Pitfalls in Multi–Detector Row CT Colonography: A Systematic Approach1

Thomas Mang, MD, Andrea Maier, MD, Christina Plank, MD, Christina Mueller-Mang, MD, Christian Herold, MD and Wolfgang Schima, MD, MSc

1 From the Department of Radiology, Medical University of Vienna, Waehringer Guertel 18-20, A-1090 Vienna, Austria. Presented as an education exhibit at the 2005 RSNA Annual Meeting. Received April 25, 2006; revision requested June 12 and received August 9; accepted August 23. All authors have no financial relationships to disclose. Address correspondence to T.M. (e-mail: thomas.mang{at}meduniwien.ac.at).

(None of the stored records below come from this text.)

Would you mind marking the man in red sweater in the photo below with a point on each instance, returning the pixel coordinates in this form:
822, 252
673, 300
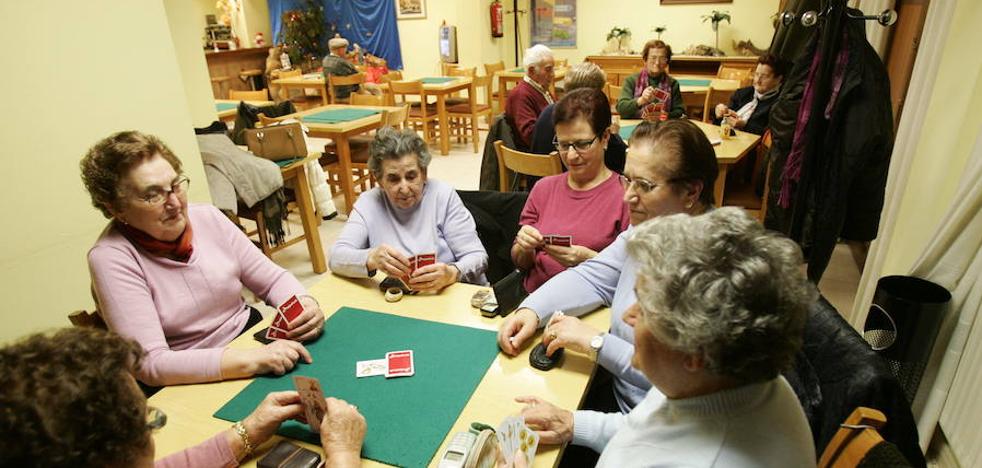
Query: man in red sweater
526, 101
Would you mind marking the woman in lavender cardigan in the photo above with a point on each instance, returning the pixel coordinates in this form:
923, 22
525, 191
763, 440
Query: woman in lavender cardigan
408, 215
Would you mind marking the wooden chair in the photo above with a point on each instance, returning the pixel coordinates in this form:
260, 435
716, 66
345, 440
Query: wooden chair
334, 81
744, 194
509, 160
422, 114
260, 95
743, 75
82, 318
466, 114
855, 439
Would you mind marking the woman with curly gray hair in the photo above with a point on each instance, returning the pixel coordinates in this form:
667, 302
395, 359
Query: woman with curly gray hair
721, 304
408, 215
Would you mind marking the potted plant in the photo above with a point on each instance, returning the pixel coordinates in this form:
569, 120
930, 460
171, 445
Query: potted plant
716, 18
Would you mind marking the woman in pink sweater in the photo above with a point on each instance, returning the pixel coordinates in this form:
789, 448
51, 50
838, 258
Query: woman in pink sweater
176, 293
585, 203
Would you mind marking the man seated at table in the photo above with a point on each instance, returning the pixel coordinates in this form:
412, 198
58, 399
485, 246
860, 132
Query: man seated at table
70, 399
405, 216
527, 100
712, 333
750, 107
336, 64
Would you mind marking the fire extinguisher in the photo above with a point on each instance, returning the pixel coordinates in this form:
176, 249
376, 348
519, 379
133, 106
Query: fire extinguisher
497, 19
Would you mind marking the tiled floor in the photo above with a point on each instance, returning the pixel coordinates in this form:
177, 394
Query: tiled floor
461, 169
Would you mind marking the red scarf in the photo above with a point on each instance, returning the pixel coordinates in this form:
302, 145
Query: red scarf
179, 249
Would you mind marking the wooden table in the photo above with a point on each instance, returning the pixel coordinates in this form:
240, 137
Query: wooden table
310, 80
189, 407
513, 76
340, 133
728, 152
228, 115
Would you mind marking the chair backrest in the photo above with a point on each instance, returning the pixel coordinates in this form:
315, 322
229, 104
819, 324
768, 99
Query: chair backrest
260, 95
855, 438
732, 73
358, 99
82, 318
713, 97
539, 165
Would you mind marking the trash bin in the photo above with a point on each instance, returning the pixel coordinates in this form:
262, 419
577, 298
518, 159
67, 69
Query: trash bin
903, 323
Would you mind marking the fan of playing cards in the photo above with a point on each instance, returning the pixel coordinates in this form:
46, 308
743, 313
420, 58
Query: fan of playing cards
513, 435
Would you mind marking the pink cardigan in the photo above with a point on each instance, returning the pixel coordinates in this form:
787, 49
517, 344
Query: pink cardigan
183, 314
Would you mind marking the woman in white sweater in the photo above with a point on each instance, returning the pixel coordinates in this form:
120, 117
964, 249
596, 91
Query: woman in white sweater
721, 304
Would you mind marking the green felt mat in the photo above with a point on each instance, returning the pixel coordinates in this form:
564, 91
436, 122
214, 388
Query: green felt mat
437, 80
407, 417
625, 131
694, 82
338, 115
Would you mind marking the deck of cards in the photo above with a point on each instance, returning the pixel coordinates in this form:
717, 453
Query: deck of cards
556, 239
513, 435
312, 398
288, 312
395, 364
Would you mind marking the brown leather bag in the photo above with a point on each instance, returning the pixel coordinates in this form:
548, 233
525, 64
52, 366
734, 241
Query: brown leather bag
277, 142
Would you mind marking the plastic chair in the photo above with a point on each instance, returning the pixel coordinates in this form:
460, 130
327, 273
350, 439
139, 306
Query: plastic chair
538, 165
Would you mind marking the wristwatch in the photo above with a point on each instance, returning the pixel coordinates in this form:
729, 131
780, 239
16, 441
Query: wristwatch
596, 343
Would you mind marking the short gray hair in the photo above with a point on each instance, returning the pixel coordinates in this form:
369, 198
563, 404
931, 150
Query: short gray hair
535, 55
721, 287
585, 75
391, 144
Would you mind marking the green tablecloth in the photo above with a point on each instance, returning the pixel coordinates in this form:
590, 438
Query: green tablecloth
338, 115
625, 131
407, 417
694, 82
437, 79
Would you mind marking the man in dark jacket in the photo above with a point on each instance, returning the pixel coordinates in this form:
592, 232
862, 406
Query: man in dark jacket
750, 107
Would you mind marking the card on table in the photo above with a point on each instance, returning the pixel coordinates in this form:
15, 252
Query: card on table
312, 398
399, 364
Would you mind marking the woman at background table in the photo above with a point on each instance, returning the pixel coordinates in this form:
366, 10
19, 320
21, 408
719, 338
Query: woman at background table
581, 75
639, 96
750, 107
721, 304
70, 399
586, 202
178, 291
671, 168
408, 215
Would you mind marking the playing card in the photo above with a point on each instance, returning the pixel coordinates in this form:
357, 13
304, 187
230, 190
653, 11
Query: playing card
291, 309
312, 397
273, 333
370, 368
399, 364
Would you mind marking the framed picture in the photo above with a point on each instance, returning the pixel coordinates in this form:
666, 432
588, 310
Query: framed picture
410, 9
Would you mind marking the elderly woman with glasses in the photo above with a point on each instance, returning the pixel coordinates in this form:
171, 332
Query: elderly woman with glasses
170, 275
721, 304
671, 168
70, 399
651, 92
584, 203
405, 216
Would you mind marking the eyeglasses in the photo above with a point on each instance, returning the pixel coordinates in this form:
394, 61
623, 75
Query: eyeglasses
579, 145
156, 418
156, 197
641, 186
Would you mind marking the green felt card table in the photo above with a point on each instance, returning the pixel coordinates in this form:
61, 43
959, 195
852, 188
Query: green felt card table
191, 408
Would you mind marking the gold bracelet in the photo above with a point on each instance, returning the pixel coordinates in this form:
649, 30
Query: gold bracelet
240, 430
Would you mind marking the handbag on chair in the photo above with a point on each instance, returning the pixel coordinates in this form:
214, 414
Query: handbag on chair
277, 142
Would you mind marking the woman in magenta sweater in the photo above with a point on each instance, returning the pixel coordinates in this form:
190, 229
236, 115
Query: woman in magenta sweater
175, 292
584, 203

Thin-section multi–detector row computed tomographic (CT) colonography is a powerful tool for the detection and classification of colonic lesions. However, each step in the process of a CT colonographic examination carries the potential for misdiagnosis. Suboptimal patient preparation, CT scanning protocol deficiencies, and perception and interpretation errors can lead to false-positive and false-negative findings, adversely affecting the diagnostic performance of CT colonography. These problems and pitfalls can be overcome with a variety of useful techniques and observations. A relatively clean, dry, and well-distended colon can be achieved with careful patient preparation, thereby avoiding the problem of residual stool and fluid. Knowledge of the morphologic and attenuation characteristics of common colonic lesions and artifacts can help identify bulbous haustral folds, impacted diverticula, an inverted appendiceal stump, or mobile polyps, any of which may pose problems for the radiologist. A combined two-dimensional and three-dimensional imaging approach is recommended for each colonic finding. A thorough knowledge of the various pitfalls and pseudolesions that may be encountered at CT colonography, along with use of dedicated problem-solving techniques, will help the radiologist differentiate between definite colonic lesions and pseudolesions.